In recent times, the account of the Gerasene demoniac has proved to be fertile soil for liberation and post-colonial interpretations.[1] Generally speaking, in post-colonial interpretation, a text is studied with a view to challenging hegemonic western perspectives, exposing its sponsorship of totalizing agendas and imperialist regimes, identifying hidden protests embedded within a text, and hearing the voices of those marginalized either in and/or by a text. The horde of demons possessing the Gentile man are called “legion,” which is the name of a Roman fighting unit comprised of about 6000 soldiers. Interestingly the Roman 10th legion, the Legio X Fretensis, was based in Syro-Palestine and had a wild boar as the insignia on its standards and seal.[2] What is more, Josephus alleges that during the Jewish revolt that Vespasian sent Lucius Annius on a raid against Gerasa where the city and surrounding villages were burned and destroyed (War 4.487-89). Events such as these might be part of Mark’s memory of the Jewish war and constitute an element of the founding narrative of the churches of the Decapolis and Trans-Jordan.[3] However Mark’s story cannot be reduced an allegory of Roman occupation, its demonic nature, and the necessity of expelling it. While there is no doubt that Mark could envisage Roman supremacy as an expression of demonic power, he is also interested in the wider cosmic and eschatological struggle that Jesus is engaged in as the “stronger one” (Mk 1:7) who is able to subdue and ransack the satanic kingdom (Mk 3:27). The story should not be treated as really a veiled narrative protest against Roman power, but neither should we insulate social, political, and theological entities since these were intertwined in the apocalyptic worldview that Mark shares. Adela Collins offers an apt conclusion:

The aim of the story is not – at least not primarily – to make a statement about the Romans, but to show how Jesus rescued the man from his plight and restored him to a normal life. Just as, however, the heavenly armies of Daniel and Revelation are correlated with earthly events, so there may be a secondary political implication to the story of the Gerasene demoniac in Mark. It would be a culturally logical step for the audience to link the kingdom of Satan with Rome and the healing activity of Jesus with the restored kingdom of Israel.[4]

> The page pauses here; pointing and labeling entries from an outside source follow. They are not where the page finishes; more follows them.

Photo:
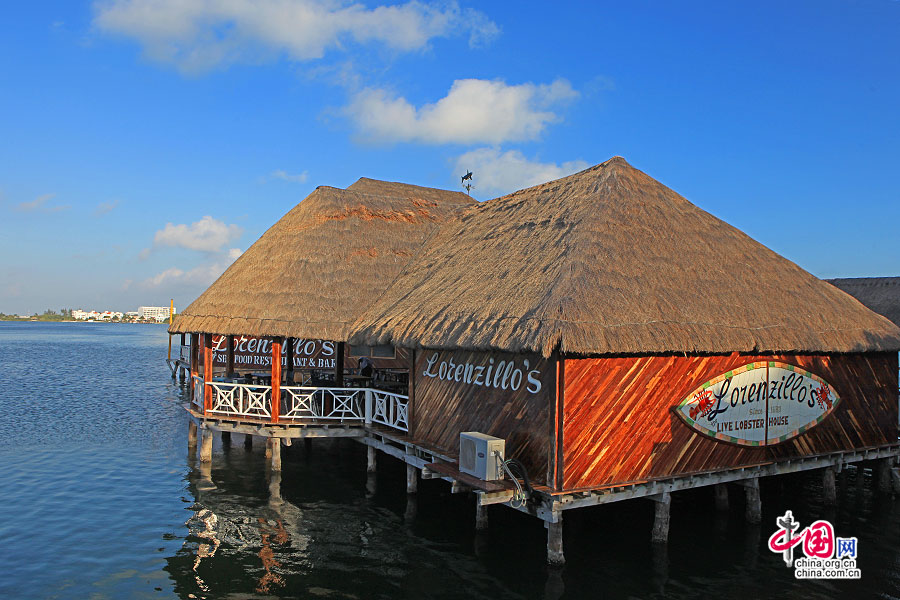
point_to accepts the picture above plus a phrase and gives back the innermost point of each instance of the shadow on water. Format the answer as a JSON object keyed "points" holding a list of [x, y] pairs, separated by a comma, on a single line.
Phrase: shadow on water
{"points": [[102, 499]]}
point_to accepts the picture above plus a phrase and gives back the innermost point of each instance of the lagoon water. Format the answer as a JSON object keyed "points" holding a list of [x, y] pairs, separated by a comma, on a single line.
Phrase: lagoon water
{"points": [[100, 499]]}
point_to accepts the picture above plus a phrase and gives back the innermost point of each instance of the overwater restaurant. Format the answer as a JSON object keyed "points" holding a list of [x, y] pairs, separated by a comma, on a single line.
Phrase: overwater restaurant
{"points": [[267, 339], [599, 338], [624, 343]]}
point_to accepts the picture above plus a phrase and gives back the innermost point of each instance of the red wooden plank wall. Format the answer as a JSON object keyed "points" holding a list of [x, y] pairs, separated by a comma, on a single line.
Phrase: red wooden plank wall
{"points": [[442, 409], [619, 427]]}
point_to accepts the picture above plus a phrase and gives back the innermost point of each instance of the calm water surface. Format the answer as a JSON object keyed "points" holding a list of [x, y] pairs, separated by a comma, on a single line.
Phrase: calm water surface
{"points": [[100, 499]]}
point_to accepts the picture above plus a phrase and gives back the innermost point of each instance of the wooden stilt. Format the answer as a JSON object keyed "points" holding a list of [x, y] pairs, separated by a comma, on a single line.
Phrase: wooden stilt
{"points": [[276, 454], [192, 435], [412, 479], [481, 521], [555, 556], [206, 446], [883, 470], [207, 372], [660, 534], [229, 356], [754, 504], [721, 492], [339, 366], [829, 489], [371, 462]]}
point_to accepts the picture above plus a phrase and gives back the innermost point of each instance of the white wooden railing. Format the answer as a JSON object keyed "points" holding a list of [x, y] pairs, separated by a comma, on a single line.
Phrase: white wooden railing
{"points": [[388, 409], [362, 406], [241, 399]]}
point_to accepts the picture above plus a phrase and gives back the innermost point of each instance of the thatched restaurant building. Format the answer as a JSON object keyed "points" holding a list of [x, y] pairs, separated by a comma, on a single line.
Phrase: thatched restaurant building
{"points": [[625, 343], [589, 340]]}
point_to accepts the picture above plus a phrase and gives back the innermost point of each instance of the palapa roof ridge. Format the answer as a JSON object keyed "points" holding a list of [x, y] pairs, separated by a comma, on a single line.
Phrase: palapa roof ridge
{"points": [[317, 268], [395, 188], [611, 261]]}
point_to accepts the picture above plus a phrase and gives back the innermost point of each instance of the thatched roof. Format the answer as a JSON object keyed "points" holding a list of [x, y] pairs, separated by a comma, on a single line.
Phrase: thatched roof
{"points": [[611, 261], [322, 264], [406, 190], [881, 294]]}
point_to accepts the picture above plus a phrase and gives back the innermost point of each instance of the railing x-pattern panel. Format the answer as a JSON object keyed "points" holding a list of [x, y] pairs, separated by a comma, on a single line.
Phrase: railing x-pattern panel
{"points": [[302, 403], [390, 409], [340, 404], [241, 399]]}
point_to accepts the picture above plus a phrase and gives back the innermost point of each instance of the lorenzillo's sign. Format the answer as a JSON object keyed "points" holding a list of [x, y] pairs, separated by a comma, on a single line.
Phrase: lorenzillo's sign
{"points": [[250, 352], [759, 404]]}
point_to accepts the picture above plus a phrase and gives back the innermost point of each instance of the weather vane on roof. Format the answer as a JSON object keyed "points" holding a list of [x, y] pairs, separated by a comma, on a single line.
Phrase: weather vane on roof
{"points": [[467, 186]]}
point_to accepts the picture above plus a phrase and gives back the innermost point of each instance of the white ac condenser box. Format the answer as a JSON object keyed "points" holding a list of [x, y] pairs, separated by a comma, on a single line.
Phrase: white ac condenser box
{"points": [[477, 455]]}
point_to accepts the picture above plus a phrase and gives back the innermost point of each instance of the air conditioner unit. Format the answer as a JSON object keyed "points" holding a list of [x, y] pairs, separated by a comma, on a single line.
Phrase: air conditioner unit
{"points": [[476, 455]]}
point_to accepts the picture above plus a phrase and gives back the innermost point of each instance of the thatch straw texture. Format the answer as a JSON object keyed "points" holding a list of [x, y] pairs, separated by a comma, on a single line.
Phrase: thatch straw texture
{"points": [[881, 294], [319, 267], [610, 261]]}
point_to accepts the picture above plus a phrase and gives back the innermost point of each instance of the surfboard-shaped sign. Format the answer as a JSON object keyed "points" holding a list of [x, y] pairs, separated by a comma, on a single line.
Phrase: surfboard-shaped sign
{"points": [[759, 404]]}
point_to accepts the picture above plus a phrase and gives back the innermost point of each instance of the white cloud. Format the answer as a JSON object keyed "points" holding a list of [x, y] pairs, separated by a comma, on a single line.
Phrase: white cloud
{"points": [[206, 235], [197, 35], [284, 175], [201, 276], [40, 204], [105, 207], [498, 173], [473, 111]]}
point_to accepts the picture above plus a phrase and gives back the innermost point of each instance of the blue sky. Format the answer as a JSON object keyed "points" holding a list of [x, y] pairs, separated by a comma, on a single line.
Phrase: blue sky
{"points": [[146, 143]]}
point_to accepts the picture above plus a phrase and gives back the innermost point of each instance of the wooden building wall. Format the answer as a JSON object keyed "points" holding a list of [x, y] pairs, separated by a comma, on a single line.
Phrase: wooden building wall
{"points": [[619, 426], [443, 408]]}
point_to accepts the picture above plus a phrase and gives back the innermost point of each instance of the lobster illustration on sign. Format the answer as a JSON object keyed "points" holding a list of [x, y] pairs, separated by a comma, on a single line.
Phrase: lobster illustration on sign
{"points": [[704, 404], [821, 394]]}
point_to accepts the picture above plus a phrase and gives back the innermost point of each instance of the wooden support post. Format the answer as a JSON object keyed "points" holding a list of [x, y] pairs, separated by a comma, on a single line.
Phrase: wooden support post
{"points": [[660, 533], [883, 469], [192, 435], [829, 489], [371, 460], [754, 505], [721, 492], [339, 366], [276, 454], [195, 353], [481, 521], [276, 378], [289, 351], [206, 446], [555, 555], [207, 372], [412, 479], [229, 356]]}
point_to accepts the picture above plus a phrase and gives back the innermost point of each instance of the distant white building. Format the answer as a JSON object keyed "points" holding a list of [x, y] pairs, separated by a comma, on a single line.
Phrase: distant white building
{"points": [[158, 313]]}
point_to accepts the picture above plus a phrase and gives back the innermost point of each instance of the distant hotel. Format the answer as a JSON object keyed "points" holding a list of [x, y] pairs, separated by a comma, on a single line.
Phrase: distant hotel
{"points": [[159, 313], [143, 313]]}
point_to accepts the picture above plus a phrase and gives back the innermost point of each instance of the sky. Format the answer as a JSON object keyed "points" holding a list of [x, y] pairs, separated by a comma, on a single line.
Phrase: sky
{"points": [[144, 144]]}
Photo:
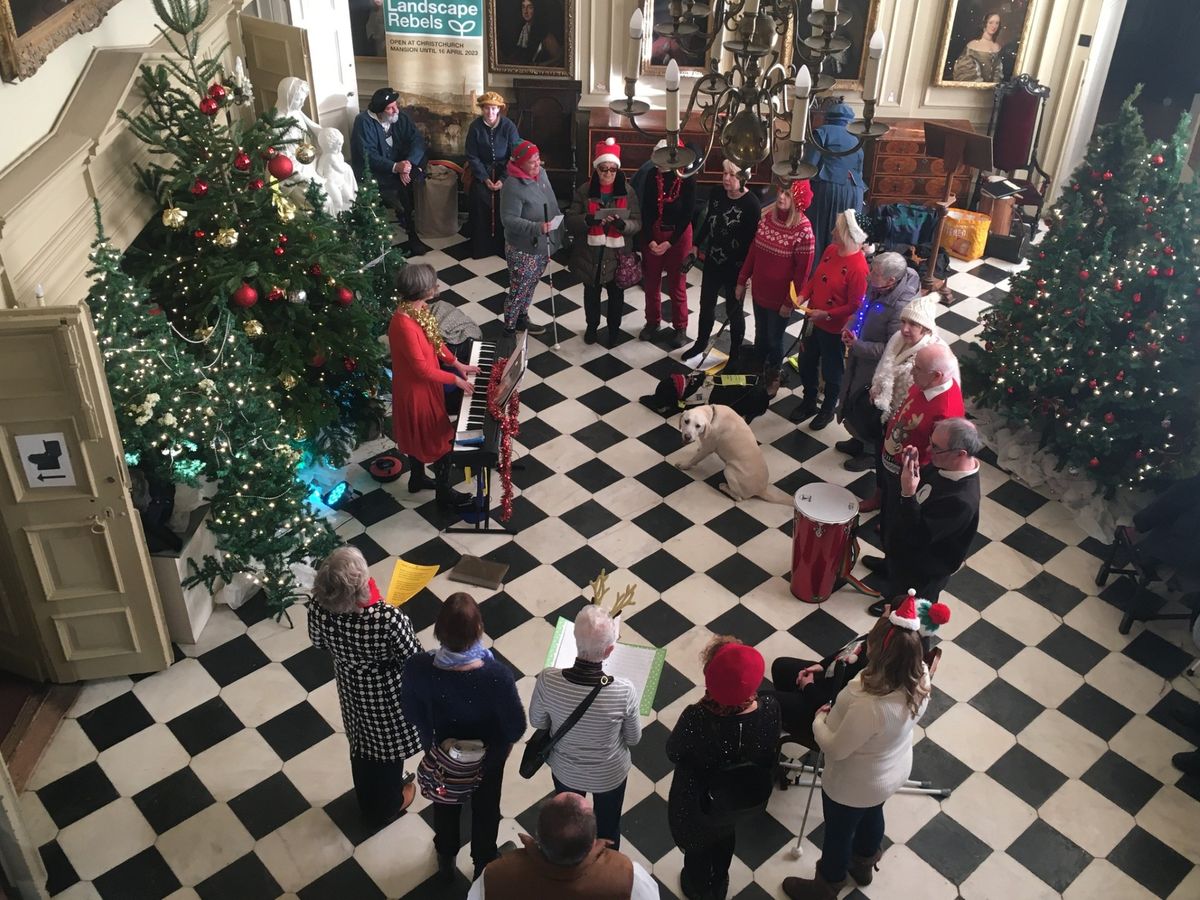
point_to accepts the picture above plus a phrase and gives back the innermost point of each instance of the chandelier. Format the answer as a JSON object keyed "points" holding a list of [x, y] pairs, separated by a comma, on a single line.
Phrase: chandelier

[1] Richard Dormandy, “The Expulsion of Legion: A Political Reading of Mark 5:1-20,”ExpT 111 (2000): 335-37; Richard A. Horsley, Hearing the Whole Story: The Politics of Plot in Mark’s Gospel (Louisville, KY: Westminster John Knox, 2001), 141-48; Ched Myers, Binding the Strongman: A Political Reading of Mark’s Story of Jesus (2nd ed.; Marynoll, NY: Orbis, 2008), 190-93. On Mark and post-colonial interpretation more generally, see Simon Samuel, A Postcolonial Reading of Mark’s Story of Jesus (LNTS 340; London: T&T Clark, 2007).

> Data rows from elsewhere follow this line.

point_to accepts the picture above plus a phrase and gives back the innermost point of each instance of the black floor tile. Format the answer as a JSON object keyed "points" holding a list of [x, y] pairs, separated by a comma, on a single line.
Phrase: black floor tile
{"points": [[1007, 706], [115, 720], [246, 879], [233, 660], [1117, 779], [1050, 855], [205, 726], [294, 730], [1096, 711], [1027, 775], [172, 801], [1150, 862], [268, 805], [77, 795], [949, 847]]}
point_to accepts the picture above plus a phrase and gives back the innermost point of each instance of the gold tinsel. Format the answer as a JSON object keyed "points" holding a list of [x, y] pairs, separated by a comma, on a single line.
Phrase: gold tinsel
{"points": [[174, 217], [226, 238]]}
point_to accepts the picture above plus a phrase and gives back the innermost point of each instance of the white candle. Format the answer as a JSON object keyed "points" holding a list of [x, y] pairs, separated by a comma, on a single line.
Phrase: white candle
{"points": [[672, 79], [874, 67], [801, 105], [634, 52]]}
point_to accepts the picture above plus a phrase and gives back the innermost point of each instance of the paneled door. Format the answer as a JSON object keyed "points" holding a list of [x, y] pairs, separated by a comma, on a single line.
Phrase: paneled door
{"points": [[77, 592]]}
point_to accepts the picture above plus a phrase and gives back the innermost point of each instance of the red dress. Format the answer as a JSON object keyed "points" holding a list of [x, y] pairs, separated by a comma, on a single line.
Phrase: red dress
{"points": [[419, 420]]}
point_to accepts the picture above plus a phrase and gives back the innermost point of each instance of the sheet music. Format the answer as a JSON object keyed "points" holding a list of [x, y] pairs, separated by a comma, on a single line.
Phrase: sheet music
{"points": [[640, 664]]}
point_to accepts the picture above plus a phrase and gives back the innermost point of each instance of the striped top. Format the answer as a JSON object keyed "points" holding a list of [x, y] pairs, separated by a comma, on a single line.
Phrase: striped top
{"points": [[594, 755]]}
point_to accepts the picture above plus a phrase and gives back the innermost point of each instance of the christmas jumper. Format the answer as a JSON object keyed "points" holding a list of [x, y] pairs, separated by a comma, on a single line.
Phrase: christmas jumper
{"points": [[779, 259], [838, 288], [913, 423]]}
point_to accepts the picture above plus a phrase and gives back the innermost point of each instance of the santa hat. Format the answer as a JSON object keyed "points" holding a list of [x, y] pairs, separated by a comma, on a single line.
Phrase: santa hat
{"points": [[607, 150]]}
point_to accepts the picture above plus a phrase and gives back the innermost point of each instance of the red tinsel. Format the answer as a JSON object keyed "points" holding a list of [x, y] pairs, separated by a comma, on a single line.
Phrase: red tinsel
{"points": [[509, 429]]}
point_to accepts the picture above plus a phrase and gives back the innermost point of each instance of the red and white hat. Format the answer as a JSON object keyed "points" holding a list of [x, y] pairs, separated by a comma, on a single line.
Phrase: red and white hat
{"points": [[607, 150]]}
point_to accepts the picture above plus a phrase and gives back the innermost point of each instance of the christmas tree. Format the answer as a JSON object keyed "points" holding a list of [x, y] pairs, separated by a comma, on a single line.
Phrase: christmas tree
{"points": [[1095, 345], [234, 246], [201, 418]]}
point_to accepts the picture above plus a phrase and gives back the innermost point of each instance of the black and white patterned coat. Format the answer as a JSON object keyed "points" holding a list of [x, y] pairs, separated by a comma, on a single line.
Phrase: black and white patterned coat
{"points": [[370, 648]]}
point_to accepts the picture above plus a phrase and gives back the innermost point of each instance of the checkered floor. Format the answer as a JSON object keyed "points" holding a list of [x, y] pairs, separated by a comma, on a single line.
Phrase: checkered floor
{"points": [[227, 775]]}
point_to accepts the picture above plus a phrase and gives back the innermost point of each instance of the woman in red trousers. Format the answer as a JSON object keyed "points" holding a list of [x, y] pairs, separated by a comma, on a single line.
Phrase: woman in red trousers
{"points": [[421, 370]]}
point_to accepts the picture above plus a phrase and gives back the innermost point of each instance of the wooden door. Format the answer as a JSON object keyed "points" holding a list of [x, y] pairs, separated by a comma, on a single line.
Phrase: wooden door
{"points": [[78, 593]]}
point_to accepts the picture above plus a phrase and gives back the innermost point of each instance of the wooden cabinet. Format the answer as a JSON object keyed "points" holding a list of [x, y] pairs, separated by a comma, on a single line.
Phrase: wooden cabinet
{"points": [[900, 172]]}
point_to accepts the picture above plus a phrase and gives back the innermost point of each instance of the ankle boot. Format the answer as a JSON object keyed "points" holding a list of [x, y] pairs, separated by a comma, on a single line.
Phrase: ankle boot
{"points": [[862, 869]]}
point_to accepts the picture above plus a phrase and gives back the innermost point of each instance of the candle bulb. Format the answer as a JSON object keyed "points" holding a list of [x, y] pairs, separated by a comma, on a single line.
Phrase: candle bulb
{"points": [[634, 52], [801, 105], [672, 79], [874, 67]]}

[2] Gerd Theissen, The Gospels in Context: Social and Political History in the Synoptic Tradition (trans. L. M. Maloney; London: T&T Clark, 2004), 110.

[3] See further, Timothy Wardle “Mark, the Jerusalem Temple and Jewish Sectarianism: Why Geographical Proximity Matters in Determining the Provenance of Mark,” NTS 62 (2016): 60-78.

[4] Adela Yarbro Collins, Mark (Hermeneia; Minneapolis: Fortress, 2007), 270.